Ivabradine ineffective as add-on therapy for stable ischemic heart disease  

20 Dec, 14 | by Alistair Lindsay

Ivabradine reduces heart rate without affecting blood pressure or left ventricular systolic performance. Given studies demonstrating a relationship between heart rate and cardiovascular risk, modifying heart rate with ivabradine may reduce risk in patients with coronary disease. In the Study Assessing the Morbidity–Mortality Benefits of the If Inhibitor Ivabradine in Patients with Coronary Artery Disease (SIGNIFY) trial, patients with coronary artery disease, a heart rate of 70 bpm or more, and without heart failure, were studied to assess whether they would benefit from ivabradine. In this large international randomized controlled trial,19102 eligible patients were randomized to placebo or ivabradine up to 10mg twice daily (mean dose 8.2±1.7 mg twice daily) in addition to standard therapy that included beta-blockers in over 80% of patients. The dose of ivabradine was titrated to achieve a resting heart rate between 55 and 60 bpm and the primary end-point was a composite of death from cardiovascular causes or nonfatal myocardial infarction. At a median follow-up of 27.8 months, there was no significant difference between ivabradine and placebo in the incidence of cardiovascular death or non-fatal myocardial infarction (6.8% and 6.4%, respectively; HR 1.08; 95% CI, 0.96 to 1.20; P=0.20). Ivabradine was associated with an increased rate of adverse events, including symptomatic bradycardia (7.9%, vs. 1.2%; p<0.001) and atrial fibrillation (5.3% vs. 3.8%; p<0.001).

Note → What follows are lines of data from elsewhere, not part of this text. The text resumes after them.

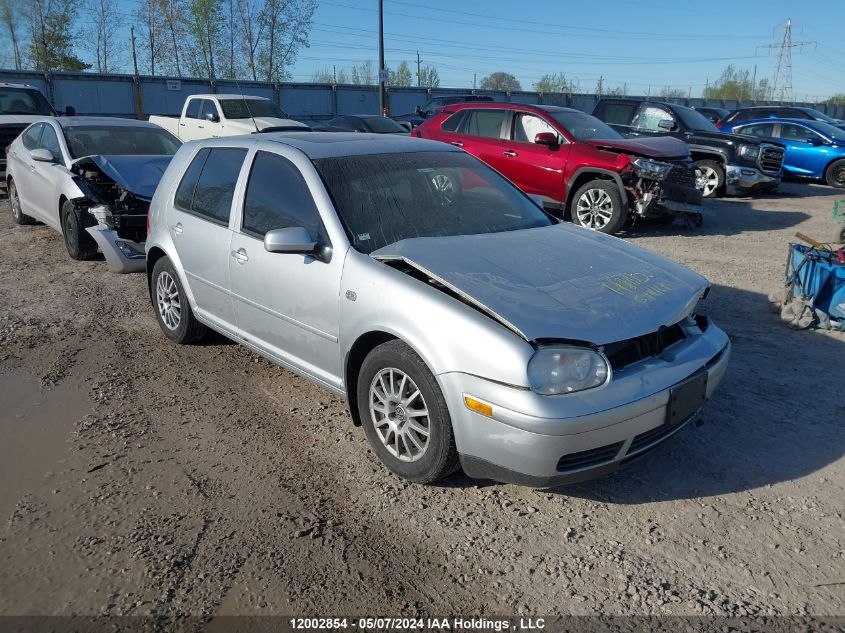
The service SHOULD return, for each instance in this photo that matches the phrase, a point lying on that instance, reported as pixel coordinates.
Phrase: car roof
(75, 121)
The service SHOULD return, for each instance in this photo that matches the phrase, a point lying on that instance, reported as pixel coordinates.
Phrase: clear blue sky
(679, 43)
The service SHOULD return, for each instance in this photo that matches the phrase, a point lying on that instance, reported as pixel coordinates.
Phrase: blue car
(814, 149)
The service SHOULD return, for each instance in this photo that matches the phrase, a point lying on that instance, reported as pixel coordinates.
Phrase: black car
(779, 112)
(426, 110)
(714, 114)
(372, 123)
(725, 163)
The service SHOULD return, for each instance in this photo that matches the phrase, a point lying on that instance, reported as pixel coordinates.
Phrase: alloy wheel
(594, 209)
(167, 299)
(706, 180)
(399, 414)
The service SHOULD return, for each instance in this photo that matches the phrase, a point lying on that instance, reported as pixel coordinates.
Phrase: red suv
(582, 168)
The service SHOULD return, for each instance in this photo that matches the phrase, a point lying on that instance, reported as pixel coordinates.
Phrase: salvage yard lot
(152, 478)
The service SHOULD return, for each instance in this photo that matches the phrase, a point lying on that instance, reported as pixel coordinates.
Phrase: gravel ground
(146, 478)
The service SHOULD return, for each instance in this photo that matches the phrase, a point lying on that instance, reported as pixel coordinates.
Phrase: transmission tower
(781, 88)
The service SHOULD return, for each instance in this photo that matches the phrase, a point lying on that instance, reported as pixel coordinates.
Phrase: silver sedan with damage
(465, 327)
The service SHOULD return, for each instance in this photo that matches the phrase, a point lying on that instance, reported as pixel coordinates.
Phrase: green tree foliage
(402, 76)
(739, 85)
(501, 81)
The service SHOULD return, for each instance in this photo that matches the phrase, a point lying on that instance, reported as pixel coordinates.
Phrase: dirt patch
(207, 481)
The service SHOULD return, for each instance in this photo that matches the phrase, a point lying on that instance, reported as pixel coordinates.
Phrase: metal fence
(128, 96)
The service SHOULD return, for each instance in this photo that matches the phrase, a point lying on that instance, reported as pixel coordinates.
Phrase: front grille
(632, 350)
(771, 159)
(9, 133)
(592, 457)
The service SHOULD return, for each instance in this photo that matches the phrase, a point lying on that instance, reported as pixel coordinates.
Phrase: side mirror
(548, 139)
(42, 155)
(294, 239)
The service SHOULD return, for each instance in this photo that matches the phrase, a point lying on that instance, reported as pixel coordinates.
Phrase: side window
(617, 113)
(453, 122)
(792, 132)
(649, 117)
(277, 197)
(487, 123)
(208, 107)
(763, 130)
(527, 126)
(209, 184)
(31, 136)
(50, 142)
(193, 111)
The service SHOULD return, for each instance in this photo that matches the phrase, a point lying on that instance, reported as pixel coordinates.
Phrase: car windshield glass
(385, 198)
(86, 140)
(382, 125)
(820, 116)
(695, 120)
(24, 101)
(247, 108)
(585, 127)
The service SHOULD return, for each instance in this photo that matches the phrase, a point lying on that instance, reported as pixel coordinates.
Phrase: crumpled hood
(650, 147)
(263, 123)
(138, 174)
(558, 282)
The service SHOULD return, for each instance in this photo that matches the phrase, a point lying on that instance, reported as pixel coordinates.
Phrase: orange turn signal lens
(478, 406)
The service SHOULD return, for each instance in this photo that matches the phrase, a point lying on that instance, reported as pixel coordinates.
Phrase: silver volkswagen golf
(464, 326)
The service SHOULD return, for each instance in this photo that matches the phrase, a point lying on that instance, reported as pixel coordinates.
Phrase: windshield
(695, 120)
(86, 140)
(24, 101)
(585, 127)
(247, 108)
(382, 125)
(384, 198)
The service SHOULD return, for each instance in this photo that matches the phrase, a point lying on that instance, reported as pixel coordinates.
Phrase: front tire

Conclusion: In patients with stable coronary artery disease, the addition of ivabradine to standard therapy did not reduce rates of cardiovascular death or non-fatal myocardial infarction and increased rates of adverse events. These findings also highlight that heart rate is likely a marker, rather than a mediator, of cardiovascular risk.

Summarized by Hussain Contractor and Steven M. Bradley

Fox K, Ford I, Steg PG, Tardif JC, Tendera M, Ferrari R; SIGNIFY Investigators. Ivabradine in stable coronary artery disease without clinical heart failure. N Engl J Med. 2014 Sep 18;371(12):1091-9.